The Working Weekender: Make extra cash with a side gig
Need some extra cash, but available part-time jobs won’t fit your schedule or your style? Start your own weekend business and discover just how much your free time is worth. I’ll help you with some ideas and planning. You provide the weekends and a little ingenuity.
The first step in coming up with a weekend business idea is identifying your areas of expertise. What do you already know how to do? What you’re good at doesn’t need to be complicated. For example, I know how to use a lawn mower, so I mow lawns on the weekends.
Start with equipment and resources you already have. If you don’t spend much money to start your business, you start making a profit sooner. For example, if you’re a good basketball player and have access to a gym, consider offering a service helping younger players improve their technique. If you do need start-up money, find out before hand if you’ll be able to make up whatever you invest. Talk to potential customers to see if anyone is interested. If you get five or six potential customers, it might be worth it to spend money on start-up supplies. If you only end up with one or two potential customers, it might be better to try something else.
Make a list of everything you know how to do, from sports to music to computers, and what resources you can count on using. Then think about what people need in your neighborhood. How will your business help potential customers? Lots of people don’t have time to wash their cars, do yard work, walk pets or clean out their garages. Providing a service that saves them time and money is a sure way to make a profit.
Look around your town to see what others are charging for similar services. If you are starting a mobile car wash, look up the local drive-through car wash rates. If the prices range from $7 to $10, charge $6. Now advertise that your services save money and offer the extra convenience of coming directly to them. As the value of your services increases (maybe you add window treatments and vacuuming), so can your price.
Post flyers or shoot out an email to friends and acquaintances. Be sure to give your business a name and keep it professional. Ask family and friends if they know anyone who could be a potential customer. Consider offering your services for free for a short time to let customers see how useful you are. Free dog walking anyone?
Make sure your business will fit your schedule. It’s easy to forget about the little things that add time. Make a schedule to keep everything on track, and to make sure that you don’t overbook yourself. Try out that calendar function on your cell phone or Google Calendar online for free.
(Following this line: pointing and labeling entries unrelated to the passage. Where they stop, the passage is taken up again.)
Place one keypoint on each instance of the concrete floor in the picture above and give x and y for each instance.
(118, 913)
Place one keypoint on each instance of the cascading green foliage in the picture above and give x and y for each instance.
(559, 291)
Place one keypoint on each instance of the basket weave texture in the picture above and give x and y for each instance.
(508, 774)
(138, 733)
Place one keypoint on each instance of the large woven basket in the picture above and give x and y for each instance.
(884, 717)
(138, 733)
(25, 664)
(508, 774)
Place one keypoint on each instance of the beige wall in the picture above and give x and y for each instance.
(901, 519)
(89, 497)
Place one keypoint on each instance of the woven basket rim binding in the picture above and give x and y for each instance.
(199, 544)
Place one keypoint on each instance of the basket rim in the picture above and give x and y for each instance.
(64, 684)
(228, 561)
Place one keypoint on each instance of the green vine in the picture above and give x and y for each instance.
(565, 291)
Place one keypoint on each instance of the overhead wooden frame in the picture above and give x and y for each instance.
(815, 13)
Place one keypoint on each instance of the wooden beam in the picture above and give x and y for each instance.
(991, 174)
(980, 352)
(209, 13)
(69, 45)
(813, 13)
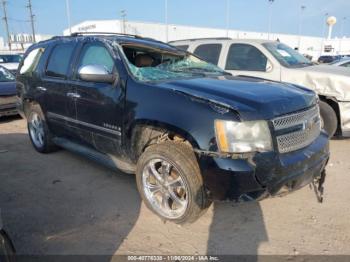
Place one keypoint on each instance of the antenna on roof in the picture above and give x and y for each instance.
(103, 33)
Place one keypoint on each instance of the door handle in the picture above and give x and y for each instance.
(73, 95)
(40, 88)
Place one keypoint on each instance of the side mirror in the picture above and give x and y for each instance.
(269, 66)
(96, 73)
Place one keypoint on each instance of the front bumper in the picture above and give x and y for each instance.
(264, 174)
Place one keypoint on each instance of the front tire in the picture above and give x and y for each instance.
(38, 131)
(170, 182)
(329, 119)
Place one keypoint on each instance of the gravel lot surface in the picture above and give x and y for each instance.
(64, 204)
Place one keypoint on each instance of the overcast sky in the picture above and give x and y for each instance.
(250, 15)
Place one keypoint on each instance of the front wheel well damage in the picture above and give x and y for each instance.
(144, 135)
(332, 102)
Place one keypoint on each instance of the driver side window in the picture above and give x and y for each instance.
(96, 54)
(244, 57)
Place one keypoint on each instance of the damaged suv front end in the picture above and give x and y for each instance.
(273, 158)
(253, 138)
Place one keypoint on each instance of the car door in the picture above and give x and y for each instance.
(59, 105)
(246, 59)
(99, 106)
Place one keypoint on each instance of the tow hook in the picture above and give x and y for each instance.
(317, 184)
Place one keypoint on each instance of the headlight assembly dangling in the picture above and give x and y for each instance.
(243, 137)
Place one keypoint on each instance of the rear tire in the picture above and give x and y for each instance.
(38, 131)
(180, 164)
(329, 119)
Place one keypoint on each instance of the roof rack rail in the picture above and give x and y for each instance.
(205, 38)
(103, 33)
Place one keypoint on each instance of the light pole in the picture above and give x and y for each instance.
(68, 16)
(166, 22)
(123, 15)
(270, 17)
(303, 7)
(341, 34)
(324, 33)
(227, 17)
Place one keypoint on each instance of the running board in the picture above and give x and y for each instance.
(103, 159)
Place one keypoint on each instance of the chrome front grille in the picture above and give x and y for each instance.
(301, 129)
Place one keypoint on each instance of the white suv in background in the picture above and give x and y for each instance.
(276, 61)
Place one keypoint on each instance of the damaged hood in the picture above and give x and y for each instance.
(7, 88)
(251, 98)
(326, 80)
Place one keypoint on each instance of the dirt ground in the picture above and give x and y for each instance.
(64, 204)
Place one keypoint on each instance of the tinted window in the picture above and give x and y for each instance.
(246, 58)
(209, 52)
(96, 54)
(183, 47)
(31, 61)
(5, 75)
(59, 61)
(287, 56)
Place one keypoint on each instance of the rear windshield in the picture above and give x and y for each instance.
(287, 56)
(152, 64)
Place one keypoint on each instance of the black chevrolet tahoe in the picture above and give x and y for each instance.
(190, 132)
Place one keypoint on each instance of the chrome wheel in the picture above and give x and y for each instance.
(165, 189)
(36, 130)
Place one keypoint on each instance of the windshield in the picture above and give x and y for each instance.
(148, 64)
(287, 56)
(6, 76)
(10, 58)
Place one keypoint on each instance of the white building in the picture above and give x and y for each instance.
(312, 46)
(20, 42)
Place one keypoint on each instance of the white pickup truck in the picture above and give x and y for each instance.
(276, 61)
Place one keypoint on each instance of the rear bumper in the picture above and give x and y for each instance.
(265, 174)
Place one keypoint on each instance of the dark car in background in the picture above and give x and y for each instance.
(191, 132)
(8, 96)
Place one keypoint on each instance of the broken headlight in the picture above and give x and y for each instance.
(243, 137)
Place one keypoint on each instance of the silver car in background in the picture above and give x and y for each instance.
(276, 61)
(345, 62)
For example, when I started mowing, I had one day available on the weekend and very little time during the week. I asked my neighbor if she would like to have her lawn mowed, and we agreed on every other week. At that point there weren’t a lot of little things to eat up time, but when I added more customers, I needed to keep track of which days I mowed. I needed time for maintenance on the lawn mower. I also had to allow time for traveling to each different location, time for cleaning up and some time for customer relations — be friendly and they might refer you to a friend.
No matter where you live or what your skills are, there’s a weekend business idea out there to cash in on.